The figure shows a comparison of actual and predicted carbon intensity over time. The actual carbon intensity data is from US-CAL-CISO in 2021. The predicted carbon intensity is generated by a carbon predictor (detailed in section 3.5.2 of the paper). This figure helps to visualize the accuracy of the carbon intensity prediction model used in the CE-NAS framework.

This figure compares the architecture qualities (hypervolume, accuracy, and inference energy) between architectures selected by LaMOO from a specific region of the search space and architectures randomly sampled from the entire search space using HW-NASBench. The results demonstrate that LaMOO effectively focuses the search on a subset of architectures with better properties.

This figure illustrates the CE-NAS framework. It shows how GPU resources are dynamically allocated between energy-efficient sampling and energy-intensive evaluation tasks of neural architectures, based on predicted carbon intensity. When carbon intensity is low, more resources are allocated to evaluation; when high, more to efficient sampling. A reinforcement learning agent learns this allocation policy.

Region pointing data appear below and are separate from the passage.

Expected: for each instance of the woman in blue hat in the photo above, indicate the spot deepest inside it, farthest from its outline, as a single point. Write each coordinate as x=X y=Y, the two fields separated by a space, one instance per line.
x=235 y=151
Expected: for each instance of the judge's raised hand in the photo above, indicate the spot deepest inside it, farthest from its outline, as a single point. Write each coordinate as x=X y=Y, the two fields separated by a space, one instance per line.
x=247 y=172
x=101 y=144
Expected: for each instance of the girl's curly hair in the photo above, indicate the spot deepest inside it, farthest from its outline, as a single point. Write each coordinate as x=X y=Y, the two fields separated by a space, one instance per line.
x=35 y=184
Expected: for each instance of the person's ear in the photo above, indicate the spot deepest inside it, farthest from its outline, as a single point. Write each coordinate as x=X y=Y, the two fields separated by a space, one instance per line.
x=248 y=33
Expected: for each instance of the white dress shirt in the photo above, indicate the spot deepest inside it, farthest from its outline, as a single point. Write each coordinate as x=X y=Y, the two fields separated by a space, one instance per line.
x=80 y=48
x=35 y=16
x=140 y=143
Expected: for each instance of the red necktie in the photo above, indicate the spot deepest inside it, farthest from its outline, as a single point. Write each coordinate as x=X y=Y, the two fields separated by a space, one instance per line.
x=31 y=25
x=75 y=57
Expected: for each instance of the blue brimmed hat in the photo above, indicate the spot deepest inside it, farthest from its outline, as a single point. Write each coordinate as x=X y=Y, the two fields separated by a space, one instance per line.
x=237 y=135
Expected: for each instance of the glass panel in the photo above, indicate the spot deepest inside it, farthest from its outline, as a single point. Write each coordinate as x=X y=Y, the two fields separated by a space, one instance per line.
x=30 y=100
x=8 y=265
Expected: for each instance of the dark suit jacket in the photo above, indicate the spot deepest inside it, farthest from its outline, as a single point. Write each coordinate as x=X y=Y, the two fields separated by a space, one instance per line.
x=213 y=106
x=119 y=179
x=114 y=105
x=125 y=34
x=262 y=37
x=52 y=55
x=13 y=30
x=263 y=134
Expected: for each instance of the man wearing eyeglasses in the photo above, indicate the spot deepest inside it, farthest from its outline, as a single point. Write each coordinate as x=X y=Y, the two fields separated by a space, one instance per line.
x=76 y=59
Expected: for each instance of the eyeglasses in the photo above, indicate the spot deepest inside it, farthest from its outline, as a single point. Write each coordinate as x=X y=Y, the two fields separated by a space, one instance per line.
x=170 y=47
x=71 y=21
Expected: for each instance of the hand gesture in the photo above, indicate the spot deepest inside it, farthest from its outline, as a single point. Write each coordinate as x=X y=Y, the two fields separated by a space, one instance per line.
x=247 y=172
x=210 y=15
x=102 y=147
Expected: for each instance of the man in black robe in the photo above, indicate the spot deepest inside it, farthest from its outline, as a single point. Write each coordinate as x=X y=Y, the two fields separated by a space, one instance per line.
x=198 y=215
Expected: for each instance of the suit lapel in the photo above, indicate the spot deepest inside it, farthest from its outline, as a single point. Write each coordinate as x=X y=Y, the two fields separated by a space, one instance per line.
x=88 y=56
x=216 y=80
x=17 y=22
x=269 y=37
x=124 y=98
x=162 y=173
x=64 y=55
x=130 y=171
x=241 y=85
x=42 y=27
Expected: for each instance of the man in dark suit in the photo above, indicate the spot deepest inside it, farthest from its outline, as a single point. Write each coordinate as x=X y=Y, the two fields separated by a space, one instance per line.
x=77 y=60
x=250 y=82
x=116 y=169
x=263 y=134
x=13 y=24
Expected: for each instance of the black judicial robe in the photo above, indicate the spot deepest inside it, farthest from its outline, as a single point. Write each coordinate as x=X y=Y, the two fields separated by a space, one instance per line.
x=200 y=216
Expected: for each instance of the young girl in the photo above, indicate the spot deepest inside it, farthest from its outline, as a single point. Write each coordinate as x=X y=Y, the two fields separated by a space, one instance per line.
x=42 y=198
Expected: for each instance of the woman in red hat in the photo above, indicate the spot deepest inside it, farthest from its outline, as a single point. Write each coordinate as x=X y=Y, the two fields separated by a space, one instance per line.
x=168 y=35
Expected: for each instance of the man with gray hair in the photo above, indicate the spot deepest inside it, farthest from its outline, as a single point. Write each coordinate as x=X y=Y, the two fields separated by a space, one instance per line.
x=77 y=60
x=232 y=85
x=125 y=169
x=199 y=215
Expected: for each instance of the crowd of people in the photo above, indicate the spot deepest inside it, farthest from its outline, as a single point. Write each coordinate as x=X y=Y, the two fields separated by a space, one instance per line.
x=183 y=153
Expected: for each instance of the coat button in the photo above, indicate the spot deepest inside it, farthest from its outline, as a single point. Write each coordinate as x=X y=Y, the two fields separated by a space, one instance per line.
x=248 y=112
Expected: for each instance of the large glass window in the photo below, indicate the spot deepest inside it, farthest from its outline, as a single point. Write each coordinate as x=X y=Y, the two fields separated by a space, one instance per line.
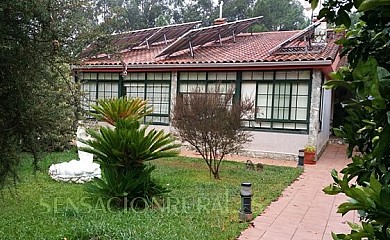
x=155 y=88
x=282 y=99
x=96 y=86
x=201 y=82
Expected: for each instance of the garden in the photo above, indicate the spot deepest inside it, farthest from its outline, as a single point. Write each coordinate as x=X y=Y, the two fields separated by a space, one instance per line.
x=196 y=206
x=171 y=197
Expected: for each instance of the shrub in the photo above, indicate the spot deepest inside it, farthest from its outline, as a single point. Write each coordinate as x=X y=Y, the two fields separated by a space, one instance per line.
x=211 y=123
x=123 y=151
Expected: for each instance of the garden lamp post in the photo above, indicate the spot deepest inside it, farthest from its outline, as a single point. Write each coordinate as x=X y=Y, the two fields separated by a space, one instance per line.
x=301 y=156
x=245 y=213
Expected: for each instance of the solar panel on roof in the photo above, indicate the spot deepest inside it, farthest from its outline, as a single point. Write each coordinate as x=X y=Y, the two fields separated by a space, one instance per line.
x=198 y=37
x=298 y=35
x=169 y=32
x=129 y=40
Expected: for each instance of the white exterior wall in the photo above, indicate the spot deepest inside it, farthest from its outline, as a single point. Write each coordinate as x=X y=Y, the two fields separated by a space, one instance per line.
x=279 y=145
x=323 y=136
x=275 y=145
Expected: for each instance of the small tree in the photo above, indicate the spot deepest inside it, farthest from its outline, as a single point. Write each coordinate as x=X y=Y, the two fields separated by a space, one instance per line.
x=211 y=123
x=366 y=180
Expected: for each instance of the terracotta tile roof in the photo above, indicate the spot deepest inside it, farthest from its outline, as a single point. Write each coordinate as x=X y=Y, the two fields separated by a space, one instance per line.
x=247 y=48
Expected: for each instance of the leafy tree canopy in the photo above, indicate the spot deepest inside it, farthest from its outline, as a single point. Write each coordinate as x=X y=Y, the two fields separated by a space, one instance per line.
x=367 y=129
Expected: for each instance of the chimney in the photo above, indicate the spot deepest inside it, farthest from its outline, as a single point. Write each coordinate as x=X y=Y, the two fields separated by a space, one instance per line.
x=219 y=21
x=320 y=32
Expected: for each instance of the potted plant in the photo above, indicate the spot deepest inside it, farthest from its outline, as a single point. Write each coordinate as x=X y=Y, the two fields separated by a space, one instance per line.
x=310 y=154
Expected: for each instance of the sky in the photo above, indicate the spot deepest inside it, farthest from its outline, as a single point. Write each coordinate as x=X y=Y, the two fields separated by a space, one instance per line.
x=305 y=4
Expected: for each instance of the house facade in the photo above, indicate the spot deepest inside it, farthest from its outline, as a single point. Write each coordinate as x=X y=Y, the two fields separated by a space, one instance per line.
x=282 y=72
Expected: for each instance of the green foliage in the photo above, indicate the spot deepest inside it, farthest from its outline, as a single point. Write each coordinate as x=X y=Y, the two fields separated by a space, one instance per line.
x=39 y=101
x=367 y=129
x=211 y=123
x=195 y=208
x=122 y=152
x=112 y=110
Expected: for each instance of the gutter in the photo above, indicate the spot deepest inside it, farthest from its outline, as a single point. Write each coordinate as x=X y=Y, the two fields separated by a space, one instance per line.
x=318 y=63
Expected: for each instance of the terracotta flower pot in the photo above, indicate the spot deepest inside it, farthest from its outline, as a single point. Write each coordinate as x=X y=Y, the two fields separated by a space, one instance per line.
x=309 y=158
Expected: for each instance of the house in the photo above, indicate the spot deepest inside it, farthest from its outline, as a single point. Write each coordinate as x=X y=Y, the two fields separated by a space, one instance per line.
x=283 y=72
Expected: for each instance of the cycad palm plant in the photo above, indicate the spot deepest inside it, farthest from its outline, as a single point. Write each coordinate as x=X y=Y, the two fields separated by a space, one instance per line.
x=123 y=151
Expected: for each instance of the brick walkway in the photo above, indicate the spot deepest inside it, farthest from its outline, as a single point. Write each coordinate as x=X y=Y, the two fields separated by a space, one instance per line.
x=304 y=212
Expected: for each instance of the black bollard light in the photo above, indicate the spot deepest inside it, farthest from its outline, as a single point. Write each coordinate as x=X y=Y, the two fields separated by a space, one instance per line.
x=301 y=156
x=245 y=213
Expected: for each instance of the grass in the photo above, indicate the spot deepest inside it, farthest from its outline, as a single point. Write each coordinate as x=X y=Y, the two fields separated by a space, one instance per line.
x=197 y=207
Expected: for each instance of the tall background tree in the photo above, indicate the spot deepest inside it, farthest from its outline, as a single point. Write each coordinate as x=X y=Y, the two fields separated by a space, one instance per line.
x=366 y=180
x=280 y=15
x=39 y=101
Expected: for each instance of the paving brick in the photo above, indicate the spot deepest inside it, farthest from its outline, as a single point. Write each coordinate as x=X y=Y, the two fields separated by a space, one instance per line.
x=304 y=212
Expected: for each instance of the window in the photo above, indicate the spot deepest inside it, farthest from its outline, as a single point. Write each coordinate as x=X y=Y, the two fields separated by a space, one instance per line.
x=97 y=86
x=155 y=88
x=281 y=98
x=202 y=82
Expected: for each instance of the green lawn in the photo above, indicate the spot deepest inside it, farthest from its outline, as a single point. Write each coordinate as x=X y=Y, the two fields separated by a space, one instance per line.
x=197 y=207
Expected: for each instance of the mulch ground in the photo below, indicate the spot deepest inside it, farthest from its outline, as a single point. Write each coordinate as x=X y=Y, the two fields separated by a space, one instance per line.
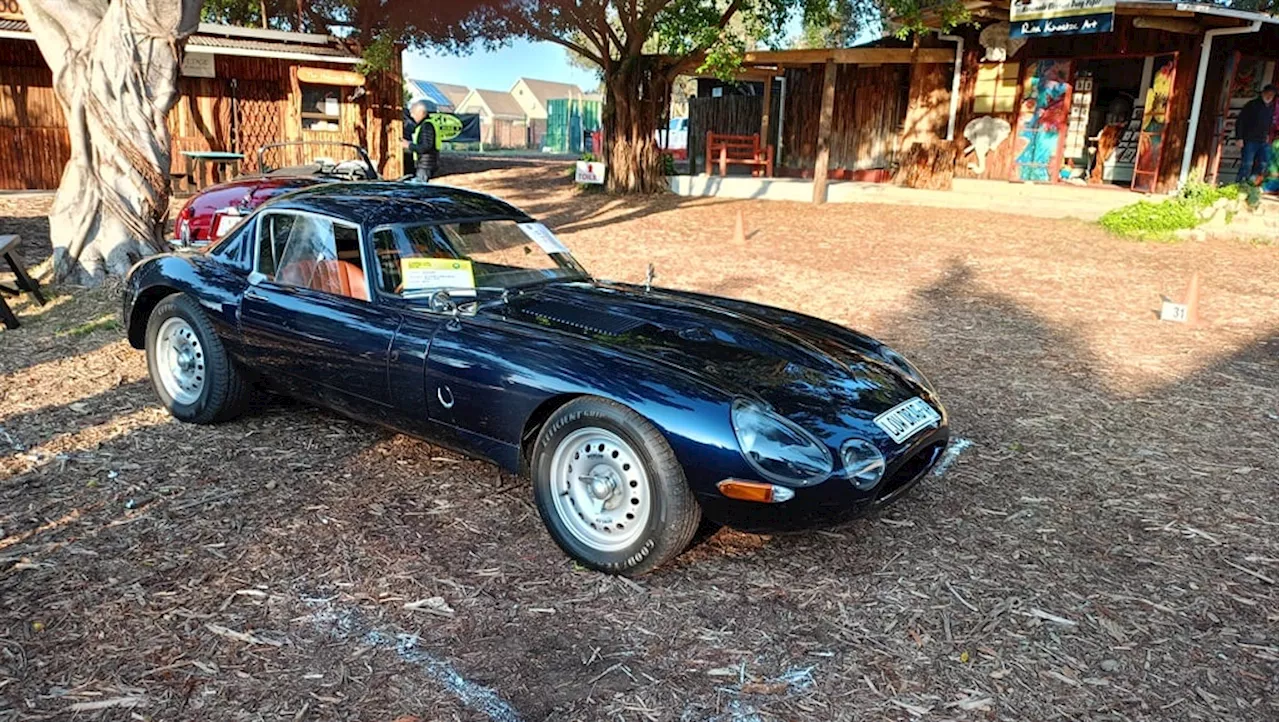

This figure illustrates the CE-NAS framework, highlighting its dynamic GPU resource allocation based on carbon emission intensity. When carbon intensity is low, more resources are allocated to the energy-intensive evaluation of architectures. Conversely, during high carbon intensity periods, more resources are focused on energy-efficient sampling of architectures. A reinforcement learning agent learns this resource allocation strategy.

More on tables

This table presents the results of the CIFAR-10 image classification task using the NasNet search space, focusing on two optimization objectives: minimizing the number of parameters and maximizing accuracy. It compares CE-NAS against various state-of-the-art (SOTA) NAS methods categorized as vanilla and one-shot methods. The results are presented in terms of test error, the number of parameters (in millions), the search and training costs (in GPU hours), the CO2 emissions (in lbs), and the type of NAS method used. CE-Net-P1 and CE-Net-P2 represent the results obtained by CE-NAS.

This table presents the results of the ImageNet experiments, comparing the performance of CE-NAS against other state-of-the-art NAS algorithms. The key metrics shown are top-1 error rate, TensorRT latency (using FP16 on an NVIDIA V100 GPU), the total search and training cost in GPU hours, the CO2 emissions in pounds, and the NAS method used (vanilla, one-shot, or hybrid). The table highlights that CE-NAS achieves state-of-the-art performance with comparable or lower carbon emissions.

This table compares different energy-efficient neural architecture search (NAS) evaluation methods. It assesses their evaluation cost, initialization cost, accuracy, and whether they require extra data for training. The methods include zero-shot proxy, one-shot, predictor, low-fidelity, and gradient proxy approaches.

This table compares the performance of different NAS methods (CE-NAS, Vanilla LaMOO, One-shot LaMOO, and Heuristic) in terms of hypervolume under various carbon emission constraints (5000g, 10000g, 30000g, 50000g). It shows the average hypervolume achieved by each method under each constraint, comparing predictions made using a carbon intensity predictor with actual carbon traces from the dataset. The goal is to evaluate the search efficiency of each NAS method under different carbon budgets.

This table compares the performance of the CE-NAS framework using discrete and continuous action spaces under different carbon emission constraints. The hypervolume, a metric reflecting the quality of the search results, is reported for each condition. The results show a comparison of search efficiency when using different action spaces.